“This isn’t your job, my girl!” he said cheerfully, pressing her back into her seat. “You stick to Dandy there, and grit your teeth a minute longer. I’ll have things straightened out in two twos.”

He dropped into the ring with extraordinary lightness, while his daughter slipped a hand round Harriet’s unreceptive elbow, by way of conveying sympathy and keeping her quiet at the same time. Helwise fussed down to them, dropping things and repeating the bath-theme ad lib. The people near began to discuss hats and servants with feverish politeness, bringing a faint smile even to the victim’s rigid lips. The Member stood up and tried to see something at the back of the stand that wasn’t there, and of course all the grinders followed his example.
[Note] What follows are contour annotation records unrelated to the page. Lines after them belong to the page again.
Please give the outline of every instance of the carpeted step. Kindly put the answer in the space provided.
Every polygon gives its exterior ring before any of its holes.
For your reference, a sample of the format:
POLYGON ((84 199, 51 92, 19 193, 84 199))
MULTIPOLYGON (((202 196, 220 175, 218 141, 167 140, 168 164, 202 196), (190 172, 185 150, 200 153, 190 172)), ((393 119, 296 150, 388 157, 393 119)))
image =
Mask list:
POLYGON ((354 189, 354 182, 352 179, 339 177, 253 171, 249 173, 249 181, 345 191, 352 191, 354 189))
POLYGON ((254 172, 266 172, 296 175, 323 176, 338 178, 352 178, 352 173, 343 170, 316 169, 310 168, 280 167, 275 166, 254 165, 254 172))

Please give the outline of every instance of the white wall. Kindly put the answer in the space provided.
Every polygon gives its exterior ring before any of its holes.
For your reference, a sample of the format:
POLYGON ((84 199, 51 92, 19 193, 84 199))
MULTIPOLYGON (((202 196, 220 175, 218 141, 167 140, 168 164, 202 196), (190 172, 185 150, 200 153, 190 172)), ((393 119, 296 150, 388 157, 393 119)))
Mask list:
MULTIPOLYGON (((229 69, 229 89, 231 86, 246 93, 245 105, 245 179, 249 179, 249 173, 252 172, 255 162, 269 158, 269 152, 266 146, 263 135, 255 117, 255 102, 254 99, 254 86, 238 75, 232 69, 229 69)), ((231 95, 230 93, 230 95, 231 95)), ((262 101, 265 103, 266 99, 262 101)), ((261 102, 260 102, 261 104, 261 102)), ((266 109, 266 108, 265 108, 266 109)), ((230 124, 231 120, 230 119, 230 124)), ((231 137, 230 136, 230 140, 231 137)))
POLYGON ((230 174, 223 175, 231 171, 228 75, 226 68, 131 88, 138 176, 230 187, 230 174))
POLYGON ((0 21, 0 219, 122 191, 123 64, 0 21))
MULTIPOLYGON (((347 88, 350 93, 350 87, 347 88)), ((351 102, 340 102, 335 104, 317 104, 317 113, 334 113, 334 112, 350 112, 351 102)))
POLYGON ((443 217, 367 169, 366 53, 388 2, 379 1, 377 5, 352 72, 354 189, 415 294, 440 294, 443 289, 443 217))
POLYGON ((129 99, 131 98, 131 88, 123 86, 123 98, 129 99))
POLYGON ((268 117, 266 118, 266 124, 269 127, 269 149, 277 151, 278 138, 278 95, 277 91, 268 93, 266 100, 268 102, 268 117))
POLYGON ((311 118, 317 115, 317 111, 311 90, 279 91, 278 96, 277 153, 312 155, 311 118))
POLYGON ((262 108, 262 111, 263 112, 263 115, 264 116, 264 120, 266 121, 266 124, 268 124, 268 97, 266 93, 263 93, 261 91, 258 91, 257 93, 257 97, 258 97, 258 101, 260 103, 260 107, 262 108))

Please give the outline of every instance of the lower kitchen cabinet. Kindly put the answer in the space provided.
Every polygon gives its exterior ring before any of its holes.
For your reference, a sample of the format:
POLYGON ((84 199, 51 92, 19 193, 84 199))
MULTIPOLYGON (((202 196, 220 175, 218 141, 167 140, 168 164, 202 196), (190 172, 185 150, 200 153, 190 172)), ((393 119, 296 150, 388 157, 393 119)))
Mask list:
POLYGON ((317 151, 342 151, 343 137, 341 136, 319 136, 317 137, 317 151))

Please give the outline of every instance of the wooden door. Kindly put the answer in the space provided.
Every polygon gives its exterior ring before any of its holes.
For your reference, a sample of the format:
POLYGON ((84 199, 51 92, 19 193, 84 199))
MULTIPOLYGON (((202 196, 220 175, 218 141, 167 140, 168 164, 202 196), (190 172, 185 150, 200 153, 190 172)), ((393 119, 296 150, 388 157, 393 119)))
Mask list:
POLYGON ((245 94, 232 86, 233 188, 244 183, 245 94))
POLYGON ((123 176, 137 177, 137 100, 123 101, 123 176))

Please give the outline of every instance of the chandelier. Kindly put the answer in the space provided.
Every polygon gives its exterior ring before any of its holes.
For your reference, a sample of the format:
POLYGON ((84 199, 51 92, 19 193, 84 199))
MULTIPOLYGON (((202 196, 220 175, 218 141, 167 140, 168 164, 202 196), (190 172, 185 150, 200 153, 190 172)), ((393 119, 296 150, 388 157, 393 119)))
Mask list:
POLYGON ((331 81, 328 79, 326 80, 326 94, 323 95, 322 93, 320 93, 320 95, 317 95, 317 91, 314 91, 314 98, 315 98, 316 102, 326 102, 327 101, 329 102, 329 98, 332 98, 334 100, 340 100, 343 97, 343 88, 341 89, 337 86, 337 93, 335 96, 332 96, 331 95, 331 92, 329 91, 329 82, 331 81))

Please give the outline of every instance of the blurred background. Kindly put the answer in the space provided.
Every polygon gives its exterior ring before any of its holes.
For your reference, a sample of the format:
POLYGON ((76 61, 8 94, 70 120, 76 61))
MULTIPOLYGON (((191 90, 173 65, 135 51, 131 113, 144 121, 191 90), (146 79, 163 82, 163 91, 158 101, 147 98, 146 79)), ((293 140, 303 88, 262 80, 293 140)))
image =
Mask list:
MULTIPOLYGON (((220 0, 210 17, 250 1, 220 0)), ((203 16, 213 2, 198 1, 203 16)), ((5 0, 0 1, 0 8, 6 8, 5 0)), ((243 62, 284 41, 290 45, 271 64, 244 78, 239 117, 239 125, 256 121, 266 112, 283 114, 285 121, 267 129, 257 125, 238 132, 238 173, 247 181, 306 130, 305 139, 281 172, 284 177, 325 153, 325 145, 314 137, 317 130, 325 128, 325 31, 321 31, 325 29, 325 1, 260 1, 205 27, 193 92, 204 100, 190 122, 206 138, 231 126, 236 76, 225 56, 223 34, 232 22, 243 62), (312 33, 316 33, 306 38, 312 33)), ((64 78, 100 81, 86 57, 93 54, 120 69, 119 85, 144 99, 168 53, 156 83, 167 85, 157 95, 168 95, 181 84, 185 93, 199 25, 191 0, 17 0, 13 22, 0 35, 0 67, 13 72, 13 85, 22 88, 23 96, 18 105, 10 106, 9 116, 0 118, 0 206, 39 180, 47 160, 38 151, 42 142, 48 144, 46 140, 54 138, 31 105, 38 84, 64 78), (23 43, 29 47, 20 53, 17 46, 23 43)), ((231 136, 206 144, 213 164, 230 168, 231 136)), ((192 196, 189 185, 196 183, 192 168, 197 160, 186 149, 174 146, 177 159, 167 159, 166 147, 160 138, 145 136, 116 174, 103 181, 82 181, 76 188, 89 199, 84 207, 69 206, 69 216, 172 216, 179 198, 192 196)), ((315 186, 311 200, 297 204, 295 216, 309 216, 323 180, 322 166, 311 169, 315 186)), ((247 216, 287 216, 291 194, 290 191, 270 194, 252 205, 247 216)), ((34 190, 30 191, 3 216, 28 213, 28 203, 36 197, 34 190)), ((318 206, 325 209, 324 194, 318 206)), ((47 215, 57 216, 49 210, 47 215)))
Hamer broke a path through the crush with his own pleasant directness of purpose. Everybody was trying to make Stubbs behave, and nobody was succeeding: neither Bluecaster, tongue-tied and ashamed, nor Lancaster, soothing and propelling, nor the High Sheriff, the Chief Constable, the Judges, the Secretary and Treasurer, the Referee in All Classes, nor the Police. It was a case of carrying Stubbs off bodily, and nobody liked to do it, for, in spite of language and check and abominable conduct, he was yet One of Us, and moreover his daughter watched from the stand. To them came Hamer the Outsider.

“Sir,” he observed to Stubbs, with the simple grace of touch that gave his every action charm, “I understand you to be an authority upon Rotifera. I should like your advice upon the mounting of certain specimens of Bdelloidaceæ that I have just obtained!”

Stubbs broke off half-way in a stream of adjectives beginning with the second and fourth letters of the alphabet, and stared; and everybody round, after a momentary impression that Hamer was drunk, too, wagged their heads and repeated “Bdelloidaceæ!” in a loud chorus, as if it were some kind of charm, until Stubbs himself began to say any bits of it that came foremost, without in the least meaning to.

“I have also some fine samples of Pedalionidæ,” Hamer continued in his comforting tones, motioning Lancaster to call up his car as he engineered the offender towards the rope. “A remarkable species—most remarkable!—but perfectly familiar to you, I’ve no doubt. The Flosculariaceæ, too, not to speak of the Philodinaceæ—here we are, and mind the step!”

Stubbs made one last attempt to get up steam, but was throttled with a fresh animalculæ, hustled into the car and driven off. Lanty came back to the girls.

“I’m to drive you home, if you’ll allow me,” he said to Dandy; and “Can I find your bicycle?” to Harriet. “The third round will be through in a few minutes, but I’ll hand my job over to somebody, and we’ll clear off at once, if you like. Your man has the horse, so he’s all right. You’ve done well, to-day, haven’t you? How many firsts did you get? You and Wild Duck are bad to beat!”

Harriet grunted, but her face relaxed. It hardened again, however, as she stood up and took a last defiant look round before walking off the field. She cycled home behind the dog-cart, counting the times Lancaster’s eyes were turned to Dandy’s face. She was a trifle cheered when it began to rain heavily, and she was able to hand over the carriage-umbrella with an air of patronage, and splash along bravely in Burberry and K.; but, in spite of the “firsts,” in spite of having been proved infallible, her cup of bitterness, that day, was full.

Helwise chattered all the way as blithely as if erring fathers and shamed daughters did not exist. Bluecaster, it seemed, had promised the bath.